Device not leaving group.... but it did in the logs

I have a group that I use to target some very specific unix policies to. My desktop team told me they were getting hit by some of those actions so I thought maybe it was sort of a race condition on the group not getting evaluated for one group before evaluating this one:


So just to cover my butt, I added “not windows of operating system” to the end of the group (redundant in this case, but whatever) and while checking up on one of the win10 desktops in this group that was just imaged on the 19th, I see this in the logs:

At 04:23:11 -0500 - actionsite (
Relevant - XXX - All Devices - No Infrastructure (fixlet:75414)
Relevant - XXX WIN Workstations (fixlet:4650)
Relevant - XXX - All Unix Devices - No Infrastructure (fixlet:459824)
Relevant - XXX Workstations (fixlet:3075740)

At 04:23:32 -0500 - actionsite (
Relevant - NIC Servers - Data Center (not) (fixlet:75374)
Fixed - NIC Servers (fixlet:75372)
Fixed - XXX - All Unix Devices - No Infrastructure (fixlet:459824)

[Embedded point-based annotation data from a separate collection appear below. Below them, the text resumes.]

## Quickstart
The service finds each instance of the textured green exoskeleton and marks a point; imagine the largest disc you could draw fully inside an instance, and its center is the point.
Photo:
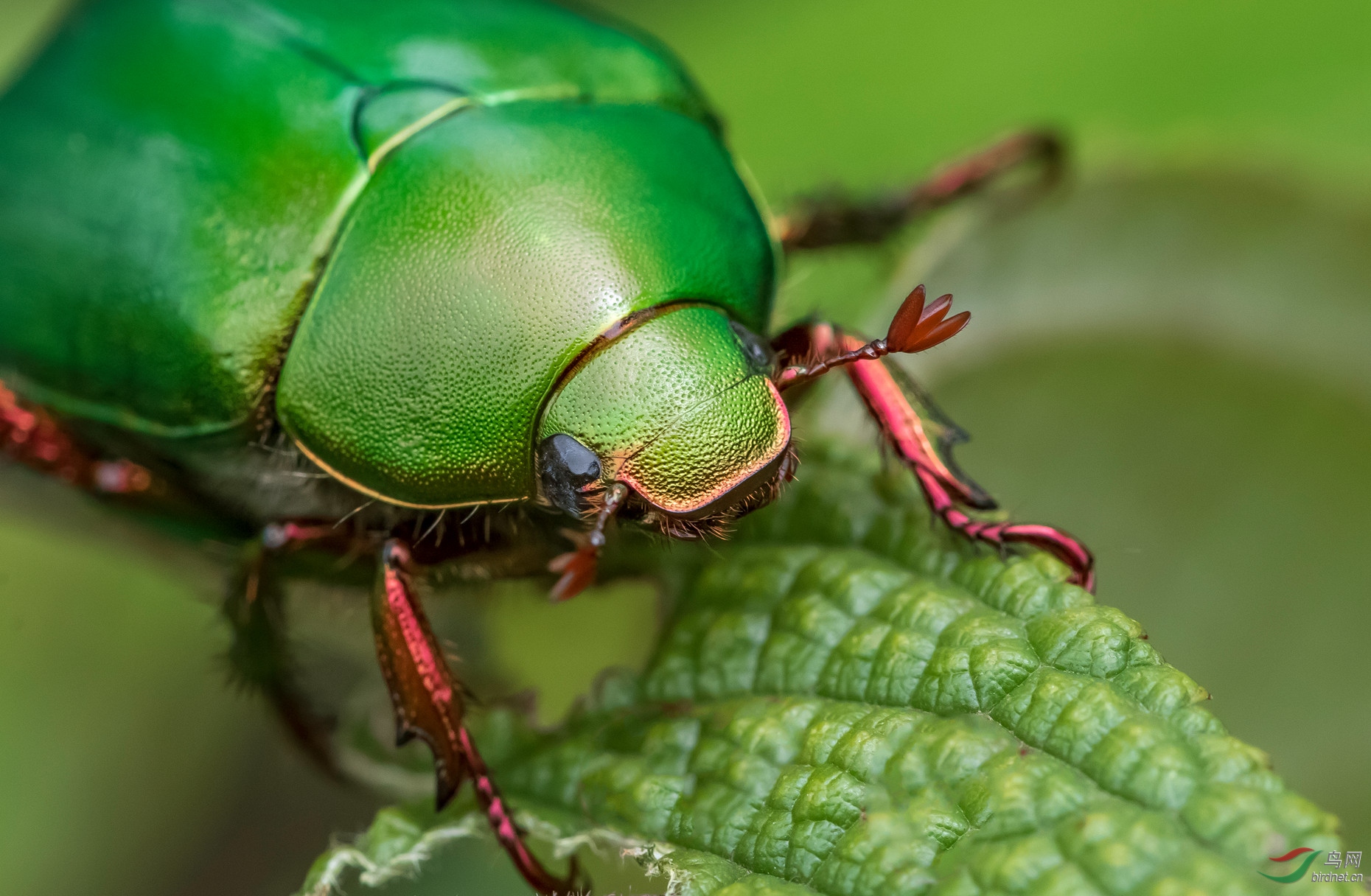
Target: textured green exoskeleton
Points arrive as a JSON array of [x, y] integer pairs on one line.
[[303, 263], [420, 214]]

…so it did pop into the group, then back out. However the console shows the endpoint is still in the group. Even after updating the relevance and force refreshing the device, it still shows as being part of the unix group. Any thought on how/why this is happening?

As sort of a part 2 of this, I have a site on on another root showing sort of the same thing. I set the relevance to the site to “No Computers” so I can delete it, but I still have active endpoints showing applicability to the site. I’m wondering if this is an overarching sign of issues we are having.

On the screenshot it looks like you’ve set the criteria for ‘Relevance is false’ which I think is opposite of what you want.

As to the log file, the group changing to Fixed doesn’t mean it’s non-relevant, it could mean that it’s joined the group…which gets back to your original idea, I think, regarding the order in which groups are evaluated and joined. There’s actually an Action associated with that; I’m not how that’s displayed in the client log but it’ll show up the client settings in the registry.

Has the machine showed up in the Windows Servers or Windows Clients groups yet (also visible via Registry)? And…to troubleshoot further you could check the group summary page to list the generated relevance and try running that through the fixlet debugger on the endpoint.

It was effectively the same thing:

I’ll see what I can to do run a fast query but I don’t have direct access to that device.

Ah, ok I misread and assumed the actual relevance was ‘not windows of operating system’. Sorry about that.

Is it showing up in those Windows groups at the console?

So it did actually update for the windows endpoints. I still find it odd that some macs are also still in this group even though they are in the “XXX Workstations” group. Seems like once they evaluated the group, it didn’t re-evaluate. I’m thinking if I go shake the tree I could get those macs to go out of this group too.

If it’s a problem where the client evaluation cycle is too long (so it takes a long time to come back around and re-evaluate the group), you could edit the group so it shows up as “new” and gets priority on re-evaluating. Even if you don’t actually make a change, the act of changing the changing the group will give it priority.